- Born: Mary Eliza Cooper July 10, 1918 Dixfield, Maine, U.S.
- Died: April 5, 2006 (aged 87) Fredericksburg, Texas, U.S.
- Known for: ceramicist and teacher

= Mary Nyburg =

American potter and teacher

Mary Nyburg (July 10, 1918 — April 5, 2006) was an American potter known for creating functional pottery and her involvement in the American Craft scene.

==Biography==
Nyburg née Cooper was born July 10, 1918 in Dixfield, Maine. She attended the University of Maine. She married Robert Nyburg and moved to Baltimore, Maryland where she began her career in ceramics. From 1977 through the early 1980's Nyburg participated in the Fair at Baltimore.

In 1980 Nyburg was made a Fellow of the Council by the American Craft Council. In 1988, after the death of her husband, she moved to Deer Isle, Maine. The National Museum of Women in the Arts gave Nyburg a Lifetime Achievement Award in 1993.

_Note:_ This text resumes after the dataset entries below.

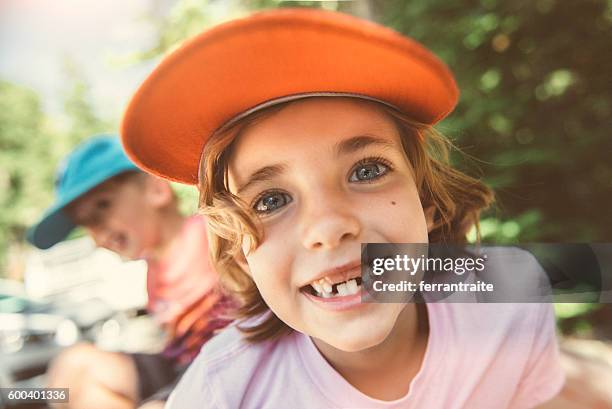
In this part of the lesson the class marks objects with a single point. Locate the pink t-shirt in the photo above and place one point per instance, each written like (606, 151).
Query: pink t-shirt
(184, 295)
(478, 356)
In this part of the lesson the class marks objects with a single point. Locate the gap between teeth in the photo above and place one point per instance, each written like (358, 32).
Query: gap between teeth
(323, 287)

Nyburg was a founding member of American Craft Enterprises and served on the boards of the American Craft Council and the Maryland Craft Council. For a time, she was on the school board of trustees, including as president from 1983 to 1987, for the Haystack Mountain School of Crafts. She was also served on the board of directors of Baltimore Clayworks. She died on April 5, 2006, in Fredericksburg, Texas.

Her work is in the Delaware Art Museum. In 2007 Baltimore Clayworks established the Mary E. Nyburg Fund for Artist Development which is an annual stipend for ceramicists.